Mucha agua ha corrido desde entonces en el seno de la ciencia política. Sobre la senda abierta por Sartori y Dahl se han elaborado un sinnúmero de investigaciones empíricas sobre las democracias modernas. El interés en el tema se ha movido entre distintos tópicos: estudios comparados para establecer cuáles democracias son en los hechos más democráticas según indicadores preestablecidos; las transiciones a las democracias; las crisis de las democracias, el cálculo del consenso, la agregación de intereses, la representación política, etcétera. Sin embargo, la definición empírica de democracia avanzada inicialmente por Dahl y que posibilitó todos estos desarrollos científicos, parece haberse topado finalmente con una piedra que le impide ir más lejos. En efecto, a juzgar por el debate que desde hace cuatro o cinco años se ha venido ventilando en el seno de la ciencia política en torno a la así llamada “calidad de la democracia”, se ha puesto en cuestión la pertinencia de la definición empírica de democracia largamente dominante si de lo que se trata es de evaluar qué tan “buenas” son las democracias realmente existentes o si tienen o no calidad.

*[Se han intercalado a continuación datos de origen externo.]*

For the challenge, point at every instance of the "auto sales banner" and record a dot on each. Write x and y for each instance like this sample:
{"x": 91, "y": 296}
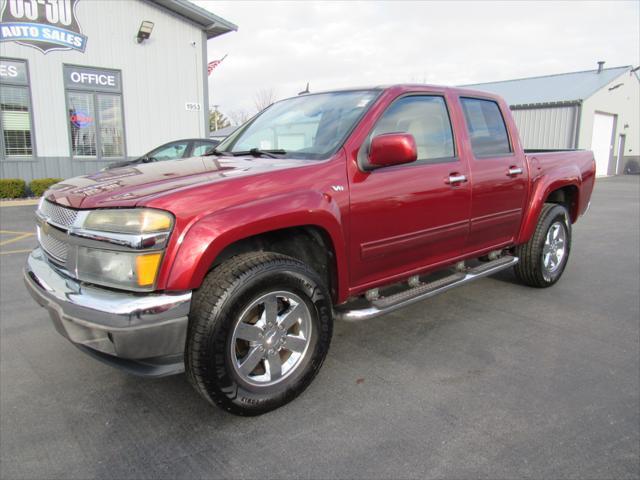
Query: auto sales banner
{"x": 43, "y": 24}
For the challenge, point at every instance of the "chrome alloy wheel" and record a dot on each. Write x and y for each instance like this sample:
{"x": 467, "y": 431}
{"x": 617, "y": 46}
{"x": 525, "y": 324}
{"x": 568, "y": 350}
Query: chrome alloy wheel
{"x": 271, "y": 338}
{"x": 554, "y": 249}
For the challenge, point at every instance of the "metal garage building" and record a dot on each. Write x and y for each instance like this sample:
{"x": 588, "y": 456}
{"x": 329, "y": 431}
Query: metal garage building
{"x": 86, "y": 83}
{"x": 596, "y": 109}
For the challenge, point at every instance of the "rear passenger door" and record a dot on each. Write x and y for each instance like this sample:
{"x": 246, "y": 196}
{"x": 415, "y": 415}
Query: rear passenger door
{"x": 498, "y": 173}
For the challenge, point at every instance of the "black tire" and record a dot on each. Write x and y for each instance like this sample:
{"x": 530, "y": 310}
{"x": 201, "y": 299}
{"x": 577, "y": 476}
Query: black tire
{"x": 217, "y": 308}
{"x": 531, "y": 269}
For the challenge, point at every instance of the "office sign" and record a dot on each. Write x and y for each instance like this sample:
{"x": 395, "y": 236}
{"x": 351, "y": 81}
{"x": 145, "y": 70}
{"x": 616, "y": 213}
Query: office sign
{"x": 94, "y": 79}
{"x": 13, "y": 71}
{"x": 43, "y": 24}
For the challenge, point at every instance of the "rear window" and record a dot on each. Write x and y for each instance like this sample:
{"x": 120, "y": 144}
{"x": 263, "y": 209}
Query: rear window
{"x": 487, "y": 130}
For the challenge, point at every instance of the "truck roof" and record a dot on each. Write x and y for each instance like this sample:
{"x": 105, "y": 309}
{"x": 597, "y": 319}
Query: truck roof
{"x": 413, "y": 87}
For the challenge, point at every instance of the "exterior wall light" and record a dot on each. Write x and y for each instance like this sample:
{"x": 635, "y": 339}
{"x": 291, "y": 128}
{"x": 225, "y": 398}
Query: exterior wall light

El tema de la calidad de la democracia surge de la necesidad de introducir criterios más pertinentes y realistas para examinar a las democracias contemporáneas, la mayoría de ellas (sobre todo las de América Latina, Europa del Este, África y Asia) muy por debajo de los estándares mínimos de calidad deseables. Por la vía de los hechos, el concepto precedente de “consolidación democrática”, con el que se pretendían establecer parámetros precisos para que una democracia recién instaurada pudiera consolidarse, terminó siendo insustancial, pues fueron muy pocas las transiciones que durante la “tercera ola” de democratizaciones, para decirlo en palabras de Samuel P. Huntington, pudieron efectivamente consolidarse. Por el contrario, la mayoría de las democracias recién instauradas si bien han podido perdurar lo han hecho en condiciones francamente delicadas y han sido institucionalmente muy frágiles. De ahí que si la constante empírica ha sido más la persistencia que la consolidación de las democracias instauradas durante los últimos treinta años, se volvía necesario introducir una serie de criterios más pertinentes para dar cuenta de manera rigurosa de las insuficiencias y los innumerables problemas que en la realidad experimentan la mayoría de las democracias en el mundo.

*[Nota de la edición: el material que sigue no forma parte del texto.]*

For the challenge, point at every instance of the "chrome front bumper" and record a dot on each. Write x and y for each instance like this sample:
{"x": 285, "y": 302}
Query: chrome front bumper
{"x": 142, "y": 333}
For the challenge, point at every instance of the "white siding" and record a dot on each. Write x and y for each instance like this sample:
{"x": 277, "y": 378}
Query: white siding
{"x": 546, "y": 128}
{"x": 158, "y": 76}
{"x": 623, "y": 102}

En principio, la noción de “calidad de la democracia” vino a colmar este vacío y hasta ahora sus promotores intelectuales han aportado criterios muy útiles y sugerentes para la investigación empírica. Sin embargo, conforme este enfoque ganaba adeptos entre los politólogos, la ciencia política fue entrando casi imperceptiblemente en un terreno movedizo que hacía tambalear muchos de los presupuestos que trabajosamente había construido y que le daban identidad y sentido. Baste señalar por ahora que el concepto de calidad de la democracia adopta criterios abiertamente normativos e ideales para evaluar a las democracias existentes, con lo que se trastoca el imperativo de prescindir de conceptos cuya carga valorativa pudiera entorpecer el estudio objetivo de la realidad. Así, por ejemplo, los introductores de este concepto a la jerga de la politología, académicos tan reconocidos como Leonardo Morlino, Guillermo O’Donnell y Philippe Schmitter, entre muchos otros, plantean como criterio para evaluar qué tan buena es una democracia establecer si dicha democracia se aproxima o se aleja de los ideales de libertad e igualdad inherentes a la propia democracia.

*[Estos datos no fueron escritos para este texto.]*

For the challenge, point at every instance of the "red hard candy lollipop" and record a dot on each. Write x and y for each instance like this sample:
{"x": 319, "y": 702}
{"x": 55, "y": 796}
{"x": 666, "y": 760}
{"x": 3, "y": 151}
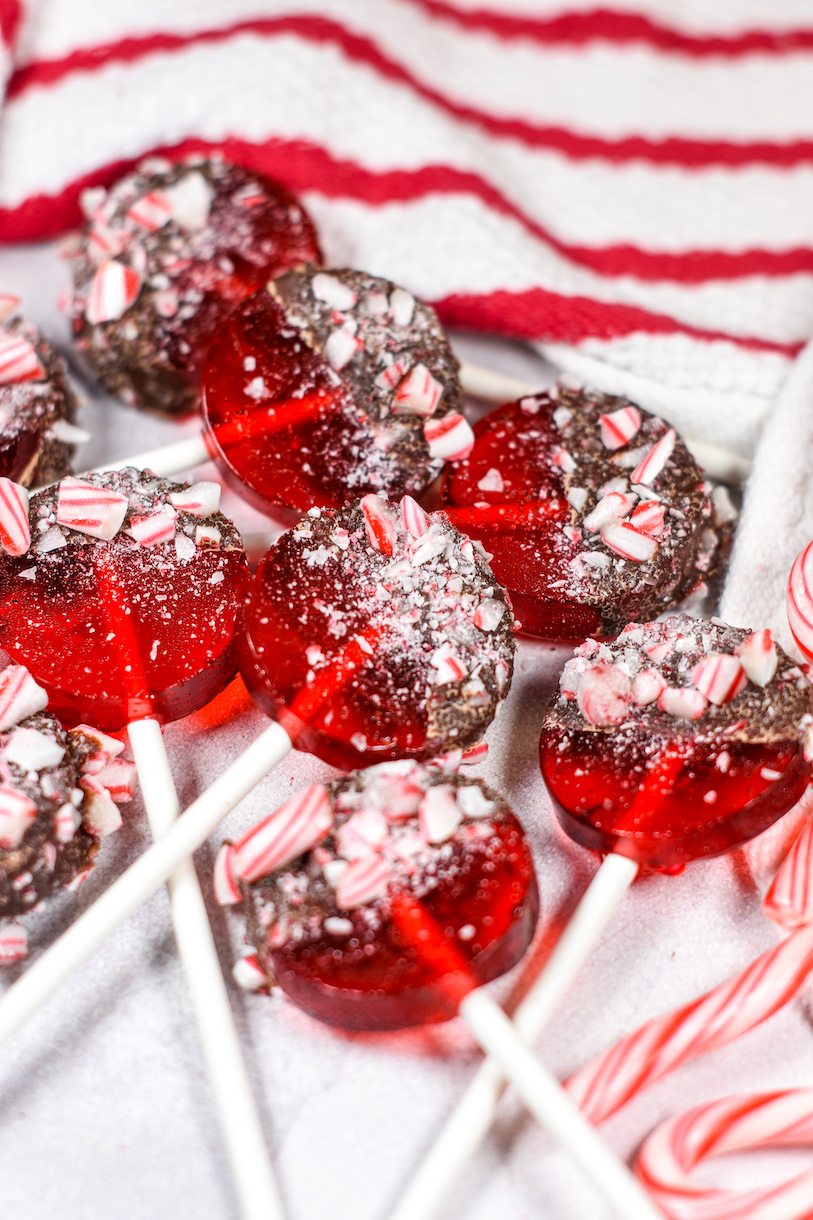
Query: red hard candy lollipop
{"x": 377, "y": 632}
{"x": 368, "y": 898}
{"x": 593, "y": 510}
{"x": 166, "y": 253}
{"x": 121, "y": 595}
{"x": 327, "y": 386}
{"x": 682, "y": 739}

Como se puede observar, al proceder así la ciencia política ha dejado entrar por la ventana aquello que celosamente intentó expulsar desde su constitución, es decir, elementos abiertamente normativos y prescriptivos. Pero más allá de ponderar lo que esta contradicción supone para la ciencia política, en términos de su congruencia, pertinencia e incluso vigencia, muy en la línea de lo que Sartori plantea sobre la crisis actual de la ciencia política, el asunto muestra con toda claridad la imposibilidad de evaluar a las democracias realmente existentes si no es adoptando criterios de deber ser que la politología siempre miró con desdén. Dicho de otra manera, lo que el debate sobre la calidad de la democracia revela es que hoy no se puede decir nada interesante y sugerente sobre la realidad de las democracias si no es recurriendo a una definición ideal de la democracia que oriente nuestras búsquedas e interrogantes sobre el fenómeno democrático.


Se puede o no estar de acuerdo con los criterios que hoy la ciencia política propone para evaluar la calidad de las democracias, pero habrá que reconocer en todo caso que dichos criterios son claramente normativos y que por lo tanto sólo flexibilizando sus premisas constitutivas esta disciplina puede decir hoy algo original sobre las democracias. En este sentido, habrá que concebir esta propuesta sobre la calidad de la democracia como un modelo ideal o normativo de democracia, igual que muchos otros, por más que sus partidarios se enfrasquen en profundas disquisiciones metodológicas y conceptuales a fin de encontrar definiciones empíricas pertinentes que consientan la medición precisa de las democracias existentes en términos de su mayor o menor calidad.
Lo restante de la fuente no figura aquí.